The Future is Bottomless

JV

Joseph Victor

Engineer

The Future is Bottomless

SingleStore is a state of the art, distributed, scale-out, transaction processing and query execution engine. In the same system, we can do kickass large-scale analytical queries and ultra-low-latency key-value workloads. With the release of SingleStoreDB Self-Managed 7.0 at the end of 2019, our new replication protocol, which is something I am personally very proud of, has greatly improved the durability of data stored in SingleStore clusters. I don’t think there’s any other system in the world that can do what we can do, and you can check our TPC-H, TPC-DS and TPC-C benchmark results to prove it.
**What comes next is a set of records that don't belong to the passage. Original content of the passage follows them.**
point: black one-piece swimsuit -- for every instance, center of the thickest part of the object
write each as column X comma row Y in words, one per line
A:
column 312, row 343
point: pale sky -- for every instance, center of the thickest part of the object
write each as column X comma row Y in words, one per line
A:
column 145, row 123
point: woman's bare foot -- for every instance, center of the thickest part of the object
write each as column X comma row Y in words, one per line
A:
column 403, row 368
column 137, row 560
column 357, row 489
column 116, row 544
Yet, there’s an awkwardness. Compared with some of our competitors, who couldn’t dream of tackling the workloads we do, SingleStore doesn’t “just work”. Yes, we can work amazingly at scale, but actually scaling is a delicate and manual process. Yes, our durability is rock-solid, but users still have to take and manage their own backups. Yes, our integrated-storage-and-compute gives incredible (and predictable) query performance, but rebalancing could become awkward when it would require moving hundreds of terabytes of data that might never be queried.

So the question we are left with is this: can we solve all of these problems in a way that doesn’t sacrifice the things that make SingleStore SingleStore? Can we build it with tight integration with our existing best-in-the-world clustered storage, and use it to simultaneously make SingleStore more suitable for system of record, and also have the perfect out-of-the-box cloud experience? Can we draw inspiration from the best ideas from Aurora and Snowflake and Big Query, but do it the SingleStore way? And can we do it in a way that works on any cloud, or on-prem?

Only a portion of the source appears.